First-Party Data Strategy and Enrichment
From use case: First-Party Data Strategy and Enrichment
A European automaker collaborated with a major media publisher to test first-party data collaboration against traditional cookie-based targeting. Using a secure data clean room, the automaker matched its customer records with the publisher's audience data to generate high-quality seed segments for lookalike modeling. According to an InfoSum case study, the first-party data strategy delivered an 18% increase in conversion rate, a 38% improvement in target-profile ad delivery, and a 19% lower cost per click compared to the cookie-based control group. The automaker's cost per action also dropped by 15%, demonstrating that privacy-compliant data collaboration can outperform legacy tracking methods on both efficiency and effectiveness metrics.

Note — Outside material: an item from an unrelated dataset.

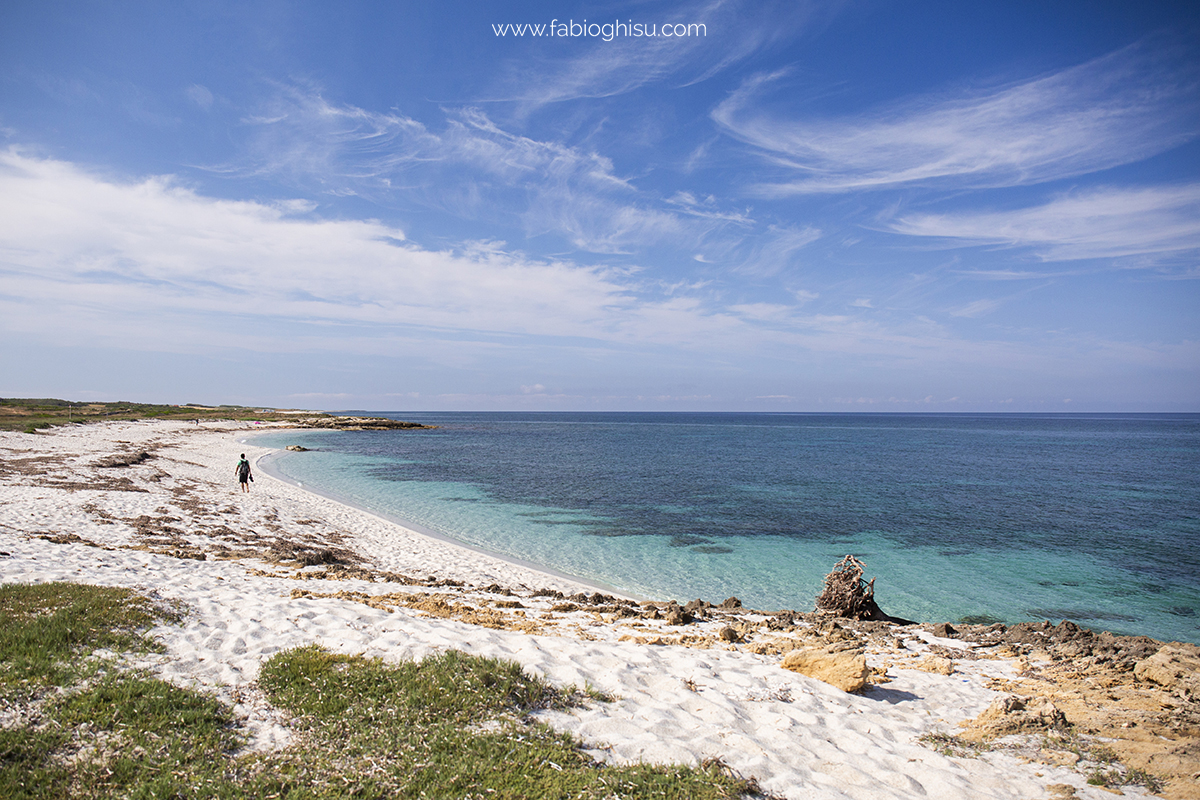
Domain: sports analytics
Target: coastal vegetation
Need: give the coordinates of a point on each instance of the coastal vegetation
(79, 721)
(30, 415)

In a separate implementation, the same automaker's Polish division worked with an AI-powered marketing platform to segment its first-party audience by engagement level and model interest. According to a Zeta Global case study, the campaign achieved a 14% increase in conversion rate, exceeding the initial 10% target, while also reducing cost per click by 17% compared to historical benchmarks. The approach categorized audiences into low, medium, and high engagement tiers and tailored messaging across programmatic, search, and social channels accordingly. A large general-merchandise retailer in North America launched a retail media network built on its first-party data assets and reported reaching $500 million in net new revenue within four years, according to McKinsey, underscoring the monetization potential of well-structured first-party data ecosystems.